Monday, September 19, 2011

Review: Surviving the Zombie Apocalypse

A Look at the History and Influence of Zombies on Popular Culture

Ed. Christopher Wortzenspeigel, 2011

Surviving the Zombie Apocalypse is something of an oddity: a book on zombies composed entirely of articles, links and references taken from Wikipedia, presented almost exactly as they would appear online. This obviously results in a fair amount of repetition of information (as certain articles reference the same sources), which - in a publication of a mere 125 pages - doesn't exactly scream 'value for money'. Additionally, the lack of any major effort to reformat and expand the information for print, in order to more obviously justify republishing free web content in a physical, comparatively expensive format, does beg the question of whether doing so has any real point.

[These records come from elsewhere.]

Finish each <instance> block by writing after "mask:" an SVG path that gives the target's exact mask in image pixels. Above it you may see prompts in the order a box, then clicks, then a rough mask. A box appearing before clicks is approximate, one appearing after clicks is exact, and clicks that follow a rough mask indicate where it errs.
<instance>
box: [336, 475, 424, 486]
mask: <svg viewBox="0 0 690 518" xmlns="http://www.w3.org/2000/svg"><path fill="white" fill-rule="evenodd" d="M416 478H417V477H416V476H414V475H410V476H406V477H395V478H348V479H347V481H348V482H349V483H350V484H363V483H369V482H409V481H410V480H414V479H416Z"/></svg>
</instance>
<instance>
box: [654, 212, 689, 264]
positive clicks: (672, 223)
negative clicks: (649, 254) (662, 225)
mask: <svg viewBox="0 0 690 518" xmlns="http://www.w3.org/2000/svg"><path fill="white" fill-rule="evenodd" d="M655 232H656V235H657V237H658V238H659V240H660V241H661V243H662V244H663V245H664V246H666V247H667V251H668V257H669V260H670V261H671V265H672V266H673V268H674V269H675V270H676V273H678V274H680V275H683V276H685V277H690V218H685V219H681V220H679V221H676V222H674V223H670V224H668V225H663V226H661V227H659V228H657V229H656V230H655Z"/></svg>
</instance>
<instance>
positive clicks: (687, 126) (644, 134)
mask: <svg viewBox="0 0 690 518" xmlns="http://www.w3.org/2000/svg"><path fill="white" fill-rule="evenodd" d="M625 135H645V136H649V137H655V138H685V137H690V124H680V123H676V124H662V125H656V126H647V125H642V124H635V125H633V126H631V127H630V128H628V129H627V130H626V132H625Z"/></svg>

This is not to suggest that online content can't make for a great printed book, as evidenced by the works of David Wellington, Madeleine Roux, and others. However, there's a world of difference between reading a self-contained piece of fiction in book form, even one that has been wholly transposed from the Internet, and reading a piece of non-fiction containing references and links that the reader is incapable of immediately accessing (or, if they own a mobile device of some sort, fully access...which again begs the question of why the book was needed in the first place).

At the end of the day, Surviving the Zombie Apocalypse certainly contains some intelligent and fascinating information...but ultimately there seems little point in purchasing what amounts to a hard-copy printout of a bunch of Wikipedia articles. I'd suggest that even the publishers are aware of this shortcoming, as the back-cover blurb fails to mention zombies at all, instead waxing lyrical over the 'convenience and utility' of a 'real book' that 'utilizes the unique characteristics of the Internet - relying on web infrastructure and collaborative tools to share and use resources in keeping with the characteristics of the medium'.

Hmm...

1 comment:

Anonymous said...

If you search Amazon for "Christopher Wortzenspeigel", the supposed "author" of this book, you'll find he appears as the "author" of an ever increasing number of Wikipedia article books. Presumably, someone has developed an automated system for downloading and reformatting Wikipedia articles into print-on-demand books and is flooding book seller websites with them as fast as they can think of titles. Essentially they've invented a new form of spam designed to trick people who are searching for real books into buying printed wikipedia articles.